Langchain 的 LLM 代理简介：当 RAG 有局限性怎么办

发布日期：2024-04-10 21:19:29 浏览次数： 4122

作者：DeepPrompting

微信搜一搜，关注“DeepPrompting”

Agents介绍

让我们通过探索 LLM 代理的各种示例。虽然这个话题被广泛讨论，但很少有人积极使用代理;通常，我们所认为的代理只是大型语言模型。让我们考虑这样一个简单的任务，例如搜索足球比赛结果并将其保存为 CSV 文件。我们可以比较几种可用的工具：

带有搜索和插件的 GPT-4：正如您将在此处的聊天记录中发现的那样，由于代码错误，GPT-4 无法完成任务
AutoGPT 至少可以通过 https://evo.ninja/ 生成某种 CSV（虽然并不理想）：

AgentGPT 通过 https://agentgpt.reworkd.ai/：决定将此任务视为合成数据生成器，这不是我们要求的，请在此处查看聊天记录

由于可用的工具不是很好，让我们从如何从头开始构建代理的首要原则中学习。

第 1 步：规划

您可能遇到过各种旨在提高大型语言模型性能的技术，例如提供提示，甚至开玩笑地威胁他们。一种流行的技术被称为“思维链”，要求模型逐步思考，从而实现自我纠正。这种方法已经演变成更高级的版本，如“具有自洽性的思想链”和广义的“思想树”，其中创建、重新评估和整合多个想法以提供输出。

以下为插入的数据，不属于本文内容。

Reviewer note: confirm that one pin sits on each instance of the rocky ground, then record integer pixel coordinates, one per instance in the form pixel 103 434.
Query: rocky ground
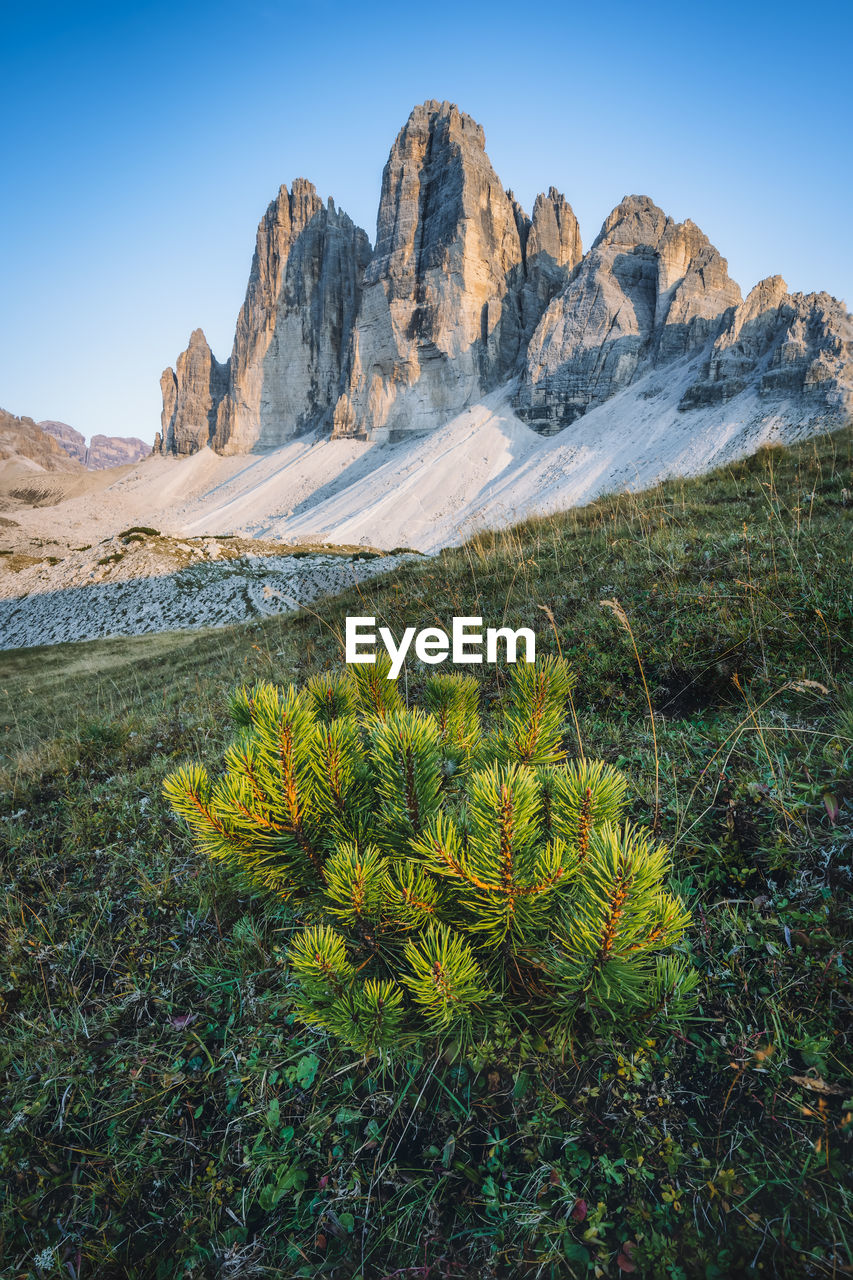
pixel 141 581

在本教程中，我使用了大量 Langsmith，这是一个用于生产 LLM 应用程序的平台。例如，在构建思想树提示时，我将子提示保存在提示存储库中并加载它们：

from langchain import hub
from langchain.chains import SequentialChain

cot_step1 = hub.pull("rachnogstyle/nlw_jan24_cot_step1")
cot_step2 = hub.pull("rachnogstyle/nlw_jan24_cot_step2")
cot_step3 = hub.pull("rachnogstyle/nlw_jan24_cot_step3")
cot_step4 = hub.pull("rachnogstyle/nlw_jan24_cot_step4")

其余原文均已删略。